Munich International Airport


The Franz Josef Strauss International Airport is situated to the northeast of Munich, Germany. This massive airport serves as a hub for the airlines Lufthansa and Star Alliance and is more commonly known as Munich International Airport. The Munich International Airport is situated so that its four corners each lie in one of four municipalities of the city. These are Freising, Oberding, Hallbergmoos and Marzling. The Munich Airport is currently ranked the 7th most important airport in Europe and it is the second most important airport in Germany.

The Munich International Airport is a public airport that is operated by Flughafen Munchen GmbH. It serves the city of Munich and is situated at an elevation of 1 487 ft (453 m). The airport has two very large terminals. Terminal One caters to non-Star Alliance airlines while Terminal Two caters to Star Alliance airlines. Terminal One currently caters to the demands of 68 airlines. It has 60 stands, 14 boarding stations and 19 aerobridges. It also has six halls which are numbered A-F and can handle roughly 20 million passengers during the course of a year. Terminal Two has 24 aerobridges, 47 boarding stations and two halls – G and H. It has the capacity to handle 20-25 million passengers in a year. Terminal Two currently caters to about 26 Airlines. The airport has two runways, both of which measure 13 123 ft (4 000 m) in length and have a concrete surface.

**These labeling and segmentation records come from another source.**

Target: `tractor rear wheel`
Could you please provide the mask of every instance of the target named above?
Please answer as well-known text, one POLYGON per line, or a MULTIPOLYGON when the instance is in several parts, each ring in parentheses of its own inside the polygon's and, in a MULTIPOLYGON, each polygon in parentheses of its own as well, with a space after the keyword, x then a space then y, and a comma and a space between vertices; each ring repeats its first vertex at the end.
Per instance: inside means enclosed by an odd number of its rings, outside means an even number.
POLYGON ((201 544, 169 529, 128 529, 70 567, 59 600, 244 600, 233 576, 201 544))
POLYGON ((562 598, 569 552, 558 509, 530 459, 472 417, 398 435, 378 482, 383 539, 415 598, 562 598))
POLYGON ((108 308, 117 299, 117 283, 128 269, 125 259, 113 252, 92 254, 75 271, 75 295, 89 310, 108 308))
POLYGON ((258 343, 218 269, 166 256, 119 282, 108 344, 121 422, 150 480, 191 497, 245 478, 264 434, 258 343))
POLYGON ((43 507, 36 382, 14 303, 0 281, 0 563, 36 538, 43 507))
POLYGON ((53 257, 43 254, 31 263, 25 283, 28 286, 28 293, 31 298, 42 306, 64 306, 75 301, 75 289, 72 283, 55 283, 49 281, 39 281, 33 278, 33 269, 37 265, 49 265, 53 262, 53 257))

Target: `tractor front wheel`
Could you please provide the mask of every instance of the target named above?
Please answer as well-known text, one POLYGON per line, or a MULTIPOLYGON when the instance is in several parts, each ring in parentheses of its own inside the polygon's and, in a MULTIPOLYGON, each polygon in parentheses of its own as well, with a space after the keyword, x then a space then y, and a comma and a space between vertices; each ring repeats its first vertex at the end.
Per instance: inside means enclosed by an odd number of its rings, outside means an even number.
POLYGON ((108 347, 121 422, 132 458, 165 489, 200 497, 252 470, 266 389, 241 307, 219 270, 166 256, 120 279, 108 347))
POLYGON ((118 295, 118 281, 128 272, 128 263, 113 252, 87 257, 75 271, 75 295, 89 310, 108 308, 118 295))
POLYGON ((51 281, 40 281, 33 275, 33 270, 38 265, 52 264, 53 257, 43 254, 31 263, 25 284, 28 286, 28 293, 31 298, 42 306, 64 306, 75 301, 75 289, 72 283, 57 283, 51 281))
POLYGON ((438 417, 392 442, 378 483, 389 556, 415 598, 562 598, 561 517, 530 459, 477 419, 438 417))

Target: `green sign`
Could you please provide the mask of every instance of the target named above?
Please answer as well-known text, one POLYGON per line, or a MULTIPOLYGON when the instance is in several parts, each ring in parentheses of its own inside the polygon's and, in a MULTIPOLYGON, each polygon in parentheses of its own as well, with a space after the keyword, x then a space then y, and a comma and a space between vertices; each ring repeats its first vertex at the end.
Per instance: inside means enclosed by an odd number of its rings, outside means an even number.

The Franz Josef Strauss International Airport began operations in 1992 when it replaced the Munich-Riem Airport. Construction on the airport started in 1980 and the small village of Franzheim had to be demolished in order to make space for it. Today Munich International Airport sees thousands of people passing through its doors on a daily basis. The two terminals are connected by a shopping, business and recreation area that keeps passengers busy while they wait for their flights or transportation.